Clark described the development of technologies ‘of manipulation at a distance – what he called ‘telechirics’ (a term that Chamayou appropriates for his own purposes, from the Greek tele meaning ‘distance’ and kheir meaning ‘hand’) – so that people no longer had to expose themselves to danger to earn a living: from the extremes of outer space, exposure to nuclear radiation and deep ocean exploration to more mundane, everyday projects like fire-fighting, tunnelling, or mining. The key advance was the use of ‘a vehicle operating in the hostile environment under remote control by a man in a safe environment’.

Clark emphasised the remoteness – ‘there is no direct connection between the operator and his machine’ – because in his view the system depended on the capacity of the human operator ‘to “identify himself” with his remotely-controlled machine, even though it may be completely non-anthropomorphic in appearance and configuration’. In effect, Clark wrote, ‘his consciousness is transferred to an invulnerable mechanical body’ which implies, in turn, that ‘systems of this type are no substitutes for human judgment’. (For this reason, while Clark believed that a ‘telechiric system’ could be provided with a variety of sensors, vision – ‘by far our most valuable sense’ – was typically provided through a single-channel, closed-circuit television system). Indeed, the capacity for judgment is enhanced by partitioning space, as Chamayou notes, placing the operator in a ‘safe zone’ outside the ‘danger zone’.  The danger zone is a site of surveillance and intervention (‘by a cable or by a radio-link’), Chamayou underlines, but not a site of habitation.

It’s not difficult to see how these propositions can be carried over to the use of  combat drones.  Interestingly, Clark had been employed by the Hughes Aircraft Company where he originally developed his ideas on ‘remote handing’ (what he then called mobotry). He had noted that ‘the electronic techniques which have been developed in recent years, primarily in connection with guided missiles and radar, are finding increasing application in connection with remotely controlled systems for accomplishing physical operations within areas which are uninhabitable due to the presence of a hostile environment’, and in the closing section of the research paper he noted that ‘a remotely-controlled street-sweeper employing television for guiding and steering and a simple frequency coded command system has recently completed successful tests.’

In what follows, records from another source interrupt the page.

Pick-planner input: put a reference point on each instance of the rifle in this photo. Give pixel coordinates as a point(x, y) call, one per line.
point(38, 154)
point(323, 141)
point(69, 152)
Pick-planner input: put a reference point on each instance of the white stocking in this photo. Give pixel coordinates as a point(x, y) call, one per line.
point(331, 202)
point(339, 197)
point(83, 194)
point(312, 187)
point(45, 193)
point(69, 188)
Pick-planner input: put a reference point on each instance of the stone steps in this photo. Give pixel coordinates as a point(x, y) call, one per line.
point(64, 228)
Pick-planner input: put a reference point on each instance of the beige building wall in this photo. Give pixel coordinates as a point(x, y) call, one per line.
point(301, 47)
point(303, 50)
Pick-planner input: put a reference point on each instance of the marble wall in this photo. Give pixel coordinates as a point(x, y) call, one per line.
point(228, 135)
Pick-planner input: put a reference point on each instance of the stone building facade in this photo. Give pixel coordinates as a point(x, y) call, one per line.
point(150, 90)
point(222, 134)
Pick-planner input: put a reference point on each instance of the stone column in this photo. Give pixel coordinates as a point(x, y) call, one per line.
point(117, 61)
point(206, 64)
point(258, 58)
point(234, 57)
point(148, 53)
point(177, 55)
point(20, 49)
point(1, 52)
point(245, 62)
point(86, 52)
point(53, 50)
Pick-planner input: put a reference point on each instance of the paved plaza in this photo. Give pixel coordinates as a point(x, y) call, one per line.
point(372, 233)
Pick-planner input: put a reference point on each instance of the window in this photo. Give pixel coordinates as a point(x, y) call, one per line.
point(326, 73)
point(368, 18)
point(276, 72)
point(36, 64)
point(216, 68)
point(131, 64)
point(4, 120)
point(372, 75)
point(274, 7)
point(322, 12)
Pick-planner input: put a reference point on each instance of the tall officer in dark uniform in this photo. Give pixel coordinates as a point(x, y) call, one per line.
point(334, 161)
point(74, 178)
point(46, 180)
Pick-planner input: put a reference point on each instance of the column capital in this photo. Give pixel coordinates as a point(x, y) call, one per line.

Where? The Air Force Special Weapons Center in Albuquerque, which was dedicated to R& D of atomic and other ‘unconventional’ weapns (which was presumably not especially interested in keeping the streets clean).  And at the end of the 1980s Clark’s old employer, Hughes Aircraft, would buy a fledgling drone manufacturing company, Leading Systems, from Abe Karem (‘the dronefather‘), and then promptly sell it on to General Atomics which, with Karem’s assistance, became the company responsible for the Predator.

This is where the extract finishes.